Intro
I didn’t know about this one. Then again, I’m not “actually” a programmer, so I guess I have an excuse… Or do I? I do spend lots of time programming in R 🙂
It’s been a while since I last wrote here. Holidays + Master + full time job (and recently, the Cybersecurity world was busy…), all in all, I simply had little spare time. Apologies.
The Kata
So reading LinkedIn posts today, I came across someone mentioning the “FizzBuzz” exercise, with which I wasn’t familiar.
The example there was about code “being easily transferrable” from R to Python and vice-versa.
But then I thought: Yes, it’s good that one can program in different languages. But isn’t it also good to be reasonably good at one of them?

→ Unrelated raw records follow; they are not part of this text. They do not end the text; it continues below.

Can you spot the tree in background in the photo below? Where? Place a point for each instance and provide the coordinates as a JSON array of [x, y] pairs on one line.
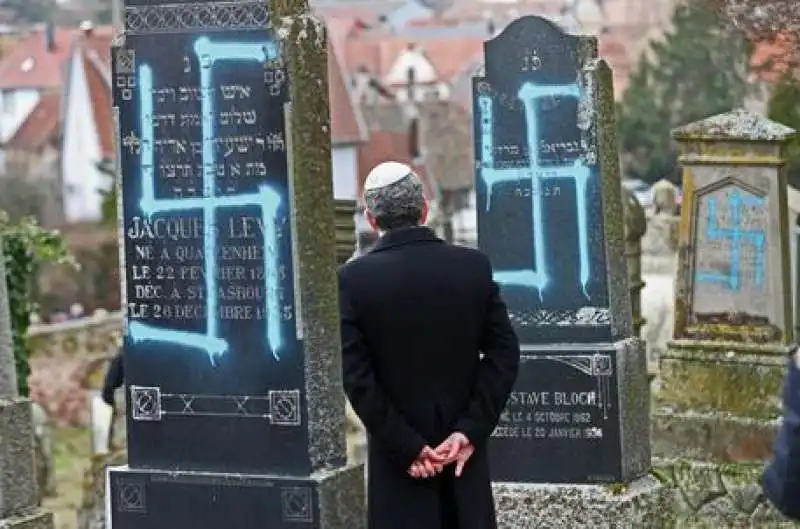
[[21, 197], [698, 69], [26, 246], [766, 21], [784, 107]]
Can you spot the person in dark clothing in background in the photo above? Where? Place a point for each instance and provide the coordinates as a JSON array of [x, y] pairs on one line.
[[782, 476], [429, 358], [115, 377]]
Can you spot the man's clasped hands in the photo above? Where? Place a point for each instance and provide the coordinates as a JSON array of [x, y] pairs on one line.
[[431, 461]]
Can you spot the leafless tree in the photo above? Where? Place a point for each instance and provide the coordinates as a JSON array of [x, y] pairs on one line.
[[770, 21]]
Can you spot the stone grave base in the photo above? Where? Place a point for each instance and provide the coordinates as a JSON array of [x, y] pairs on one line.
[[711, 436], [18, 486], [36, 520], [716, 496], [739, 379], [644, 504], [158, 499]]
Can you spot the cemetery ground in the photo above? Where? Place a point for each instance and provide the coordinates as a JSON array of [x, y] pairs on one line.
[[71, 452]]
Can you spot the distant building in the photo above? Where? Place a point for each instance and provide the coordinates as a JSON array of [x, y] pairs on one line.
[[56, 124], [51, 81]]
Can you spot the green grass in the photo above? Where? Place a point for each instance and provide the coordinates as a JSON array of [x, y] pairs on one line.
[[71, 451]]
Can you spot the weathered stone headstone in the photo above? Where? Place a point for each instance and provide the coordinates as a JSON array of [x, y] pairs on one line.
[[19, 490], [721, 376], [550, 217], [235, 414]]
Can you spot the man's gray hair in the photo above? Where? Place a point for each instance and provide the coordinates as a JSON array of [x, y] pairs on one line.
[[397, 205]]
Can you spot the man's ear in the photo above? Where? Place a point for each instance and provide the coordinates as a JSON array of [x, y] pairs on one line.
[[371, 220]]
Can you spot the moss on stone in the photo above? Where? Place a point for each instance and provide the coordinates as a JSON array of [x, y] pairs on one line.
[[747, 389]]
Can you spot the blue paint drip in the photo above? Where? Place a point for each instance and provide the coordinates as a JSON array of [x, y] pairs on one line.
[[536, 276], [737, 236], [268, 199]]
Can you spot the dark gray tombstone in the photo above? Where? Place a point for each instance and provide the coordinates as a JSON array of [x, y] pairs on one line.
[[235, 409], [550, 217]]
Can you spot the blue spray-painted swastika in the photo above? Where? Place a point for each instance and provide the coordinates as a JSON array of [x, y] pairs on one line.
[[736, 235], [266, 198], [536, 276]]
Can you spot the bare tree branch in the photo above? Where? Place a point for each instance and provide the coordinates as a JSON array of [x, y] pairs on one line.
[[768, 21]]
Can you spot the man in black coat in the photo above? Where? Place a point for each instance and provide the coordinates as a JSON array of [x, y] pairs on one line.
[[429, 359]]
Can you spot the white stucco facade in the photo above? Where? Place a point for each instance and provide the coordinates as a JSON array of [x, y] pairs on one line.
[[82, 181], [345, 171]]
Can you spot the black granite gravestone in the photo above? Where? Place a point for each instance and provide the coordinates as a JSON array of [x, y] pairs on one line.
[[221, 428], [544, 217]]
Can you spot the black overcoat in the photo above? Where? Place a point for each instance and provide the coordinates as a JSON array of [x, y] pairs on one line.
[[427, 349]]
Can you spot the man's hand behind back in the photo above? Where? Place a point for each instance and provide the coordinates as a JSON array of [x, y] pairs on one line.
[[455, 449]]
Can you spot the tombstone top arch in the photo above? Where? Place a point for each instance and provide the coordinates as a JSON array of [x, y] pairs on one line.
[[737, 125]]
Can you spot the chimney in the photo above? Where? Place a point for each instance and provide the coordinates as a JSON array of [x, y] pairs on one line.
[[50, 36]]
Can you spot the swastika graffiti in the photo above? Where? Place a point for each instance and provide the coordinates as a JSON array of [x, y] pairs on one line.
[[267, 198], [537, 275]]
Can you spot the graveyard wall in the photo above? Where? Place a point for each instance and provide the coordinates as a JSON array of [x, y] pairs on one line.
[[61, 358]]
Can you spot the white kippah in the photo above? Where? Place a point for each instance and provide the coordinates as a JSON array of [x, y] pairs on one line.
[[385, 174]]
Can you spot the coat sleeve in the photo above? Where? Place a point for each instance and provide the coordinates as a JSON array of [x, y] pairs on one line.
[[382, 420], [497, 371], [782, 476]]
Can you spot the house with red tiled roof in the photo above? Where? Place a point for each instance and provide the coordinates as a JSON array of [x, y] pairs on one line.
[[55, 89], [51, 80]]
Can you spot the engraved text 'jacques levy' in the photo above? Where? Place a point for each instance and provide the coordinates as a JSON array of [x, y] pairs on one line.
[[210, 201]]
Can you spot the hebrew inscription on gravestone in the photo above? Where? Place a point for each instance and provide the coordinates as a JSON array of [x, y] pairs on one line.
[[212, 337], [539, 196], [542, 219]]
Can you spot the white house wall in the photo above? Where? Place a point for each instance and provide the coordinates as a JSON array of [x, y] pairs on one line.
[[81, 179], [15, 106], [345, 172]]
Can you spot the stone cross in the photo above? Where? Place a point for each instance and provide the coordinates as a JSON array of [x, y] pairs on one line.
[[19, 490], [550, 217], [236, 413], [721, 376]]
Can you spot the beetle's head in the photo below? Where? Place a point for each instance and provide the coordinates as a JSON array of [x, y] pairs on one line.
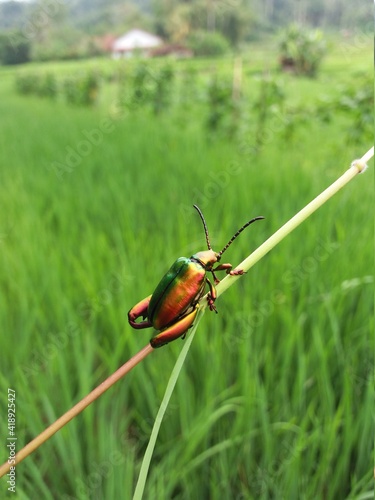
[[208, 258]]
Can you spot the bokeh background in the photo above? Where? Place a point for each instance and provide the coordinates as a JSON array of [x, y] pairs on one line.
[[244, 108]]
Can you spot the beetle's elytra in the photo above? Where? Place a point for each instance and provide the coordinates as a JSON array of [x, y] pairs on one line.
[[173, 306]]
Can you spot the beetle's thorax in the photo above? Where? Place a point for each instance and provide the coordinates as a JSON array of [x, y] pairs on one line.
[[207, 258]]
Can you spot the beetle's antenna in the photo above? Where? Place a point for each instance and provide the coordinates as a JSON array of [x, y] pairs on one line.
[[204, 225], [239, 232]]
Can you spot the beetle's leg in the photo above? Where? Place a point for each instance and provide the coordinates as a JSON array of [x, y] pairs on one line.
[[139, 309], [176, 330], [228, 269], [211, 296], [236, 272]]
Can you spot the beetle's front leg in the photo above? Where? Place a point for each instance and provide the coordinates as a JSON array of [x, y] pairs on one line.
[[138, 310], [176, 330]]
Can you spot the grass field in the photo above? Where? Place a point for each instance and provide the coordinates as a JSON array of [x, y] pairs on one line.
[[276, 396]]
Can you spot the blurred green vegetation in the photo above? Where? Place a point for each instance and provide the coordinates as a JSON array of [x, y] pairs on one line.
[[276, 397]]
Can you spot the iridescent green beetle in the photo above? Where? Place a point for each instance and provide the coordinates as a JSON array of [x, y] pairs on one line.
[[173, 306]]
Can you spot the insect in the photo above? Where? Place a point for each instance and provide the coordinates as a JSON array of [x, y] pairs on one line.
[[173, 306]]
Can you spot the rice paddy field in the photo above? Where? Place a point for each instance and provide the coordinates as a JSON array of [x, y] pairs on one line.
[[275, 399]]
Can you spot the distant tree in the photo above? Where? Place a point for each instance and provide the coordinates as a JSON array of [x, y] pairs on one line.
[[302, 50], [14, 48], [205, 43]]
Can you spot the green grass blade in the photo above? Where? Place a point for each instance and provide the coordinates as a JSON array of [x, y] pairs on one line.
[[160, 415]]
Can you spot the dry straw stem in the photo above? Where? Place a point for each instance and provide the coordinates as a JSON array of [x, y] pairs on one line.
[[73, 412], [357, 166]]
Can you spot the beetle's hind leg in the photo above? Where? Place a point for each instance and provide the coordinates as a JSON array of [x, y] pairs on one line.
[[211, 296], [138, 310]]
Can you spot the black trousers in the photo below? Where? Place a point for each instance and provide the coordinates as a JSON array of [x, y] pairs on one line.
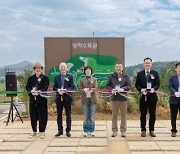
[[38, 111], [67, 106], [144, 107], [174, 111]]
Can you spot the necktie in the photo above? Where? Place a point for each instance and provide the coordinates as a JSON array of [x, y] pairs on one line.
[[148, 76], [62, 80]]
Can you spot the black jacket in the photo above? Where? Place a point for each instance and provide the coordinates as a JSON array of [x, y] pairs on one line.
[[68, 85], [125, 83], [42, 83], [141, 82]]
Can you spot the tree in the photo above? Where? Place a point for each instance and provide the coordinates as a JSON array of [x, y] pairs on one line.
[[22, 79]]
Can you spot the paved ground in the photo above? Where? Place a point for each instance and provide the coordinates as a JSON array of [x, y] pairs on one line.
[[16, 140]]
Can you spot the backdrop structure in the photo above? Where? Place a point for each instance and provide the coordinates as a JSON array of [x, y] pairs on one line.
[[78, 52]]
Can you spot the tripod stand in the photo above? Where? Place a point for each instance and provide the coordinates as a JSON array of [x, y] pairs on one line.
[[10, 115]]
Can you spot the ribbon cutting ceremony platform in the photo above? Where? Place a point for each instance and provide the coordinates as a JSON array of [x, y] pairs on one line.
[[14, 139]]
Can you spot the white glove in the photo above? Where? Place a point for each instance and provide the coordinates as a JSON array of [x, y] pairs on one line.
[[177, 94], [152, 90], [35, 93], [144, 92], [120, 90], [86, 90], [114, 91]]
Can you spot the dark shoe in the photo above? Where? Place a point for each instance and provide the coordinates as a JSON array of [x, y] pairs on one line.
[[143, 134], [173, 134], [59, 134], [68, 134], [152, 134]]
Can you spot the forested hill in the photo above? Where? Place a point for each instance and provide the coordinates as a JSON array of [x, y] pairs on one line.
[[132, 70]]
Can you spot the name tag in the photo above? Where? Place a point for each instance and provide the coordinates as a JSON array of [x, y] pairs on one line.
[[149, 86]]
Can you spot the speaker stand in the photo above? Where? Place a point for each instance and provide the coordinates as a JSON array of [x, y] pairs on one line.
[[10, 115]]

And so I decided I should see whether I could implement a better version of the exercise…
The code
The basic version is something like so:
for(each in 1:100) { if(each %% 3 == 0 & each %% 5 == 0) print("FIZZBUZZ") else if(each %% 3 == 0) print("fizz") else if(each %% 5 == 0) print("buzz") else print(each) }
Right there, the for loop tells me: Go “vectorized”. And so:
# faster option: Base, vectorized: sapply(1:100, function(x) { if(x %% 3 + x %% 5 == 0) return("FIZZBUZZ") # Sum of the modulus == 0 if(x %% 3 == 0) return("fizz") ifelse(x %% 5 == 0, "buzz", x) })

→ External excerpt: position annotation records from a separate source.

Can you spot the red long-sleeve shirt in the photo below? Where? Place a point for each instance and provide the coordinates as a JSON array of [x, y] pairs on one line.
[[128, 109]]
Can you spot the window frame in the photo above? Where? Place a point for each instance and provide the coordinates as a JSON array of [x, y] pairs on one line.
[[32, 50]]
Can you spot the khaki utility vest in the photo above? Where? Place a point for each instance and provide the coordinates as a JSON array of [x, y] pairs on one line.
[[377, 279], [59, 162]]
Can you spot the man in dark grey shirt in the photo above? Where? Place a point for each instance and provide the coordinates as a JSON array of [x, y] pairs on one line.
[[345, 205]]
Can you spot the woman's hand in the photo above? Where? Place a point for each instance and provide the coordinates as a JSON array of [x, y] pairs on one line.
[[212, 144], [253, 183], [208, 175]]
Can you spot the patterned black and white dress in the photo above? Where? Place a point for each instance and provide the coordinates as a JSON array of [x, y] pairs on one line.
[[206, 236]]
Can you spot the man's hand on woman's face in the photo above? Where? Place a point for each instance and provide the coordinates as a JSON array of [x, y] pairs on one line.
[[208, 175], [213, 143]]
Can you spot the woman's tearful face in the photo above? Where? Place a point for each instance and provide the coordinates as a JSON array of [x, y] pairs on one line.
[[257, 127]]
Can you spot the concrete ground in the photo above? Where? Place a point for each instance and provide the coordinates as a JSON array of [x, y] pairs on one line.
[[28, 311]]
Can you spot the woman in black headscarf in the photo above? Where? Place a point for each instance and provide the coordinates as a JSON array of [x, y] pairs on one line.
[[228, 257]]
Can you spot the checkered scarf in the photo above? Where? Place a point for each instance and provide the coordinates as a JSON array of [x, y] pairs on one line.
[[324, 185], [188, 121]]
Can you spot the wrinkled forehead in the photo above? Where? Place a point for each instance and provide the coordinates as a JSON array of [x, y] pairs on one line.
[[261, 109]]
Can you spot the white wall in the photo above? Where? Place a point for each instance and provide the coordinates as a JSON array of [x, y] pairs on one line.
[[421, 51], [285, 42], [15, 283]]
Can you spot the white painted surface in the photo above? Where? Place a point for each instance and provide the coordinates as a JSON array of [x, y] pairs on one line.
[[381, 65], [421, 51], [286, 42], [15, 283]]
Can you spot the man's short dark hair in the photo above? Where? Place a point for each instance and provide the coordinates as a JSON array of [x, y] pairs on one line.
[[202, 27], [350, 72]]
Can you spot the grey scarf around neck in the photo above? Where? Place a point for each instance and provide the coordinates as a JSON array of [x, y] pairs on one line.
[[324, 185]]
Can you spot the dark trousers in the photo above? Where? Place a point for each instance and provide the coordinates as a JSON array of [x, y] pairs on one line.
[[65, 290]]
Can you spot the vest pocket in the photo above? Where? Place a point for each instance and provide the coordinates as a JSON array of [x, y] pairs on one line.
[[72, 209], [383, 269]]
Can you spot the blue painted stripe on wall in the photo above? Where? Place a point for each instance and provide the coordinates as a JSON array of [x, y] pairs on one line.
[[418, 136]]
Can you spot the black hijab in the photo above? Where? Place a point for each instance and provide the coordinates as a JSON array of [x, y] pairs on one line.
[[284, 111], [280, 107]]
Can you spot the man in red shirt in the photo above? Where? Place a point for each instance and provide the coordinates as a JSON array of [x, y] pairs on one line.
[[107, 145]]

Two advantages here: Less “else”, I feel it’s cleaner somehow. And of course it’s much faster. Detail (for fun), instead of an AND, I used a SUM. Same result and little difference really.
Then, I thought further about it: We have three options that match certain numbers… Couldn’t we go the other way around? Say find where to put each string, instead of on which number to put each string… Let me explain with the code, better:
unlist(lapply(1:100, function(x) { t <- c("FIZZBUZ", "fizz", "buzz")[x %% c(15, 3, 5) == 0][1] if(!is.na(t)) return(t) x }))
I thought this was an original option. (Plus it turns out, it’s faster than the former one!). unlist()+lapply() being slower (but not relevant…) in this case.
Also, a mathematical detail: Using modulus 15 seems about right, mathematically 🙂 I would say: LCM(3, 5)… Anyway, so one operation less, I guess.
Then this next option was fastest so far (but not “elegant”). Please note that my R interpreter is on v4.0 in this particular ARM-compatible RStudio container… R 4.1 would have given me native |> pipe and some other anonymous function call that would look clean (even for the sapply() calls). But that’s what it is. So I fall back to the magrittr library and then can do this: as ifelse() is a vectorized operation itself, well…
1:100 %>% {ifelse(. %% 15 == 0, "FIZZBUZZ", (ifelse(. %% 3 == 0, "fizz", ifelse(. %% 5 == 0, "buzz", .)))) }
Now let’s see if we can be even more… Creative.
What if we played with two dimensions and use row numbers, maybe?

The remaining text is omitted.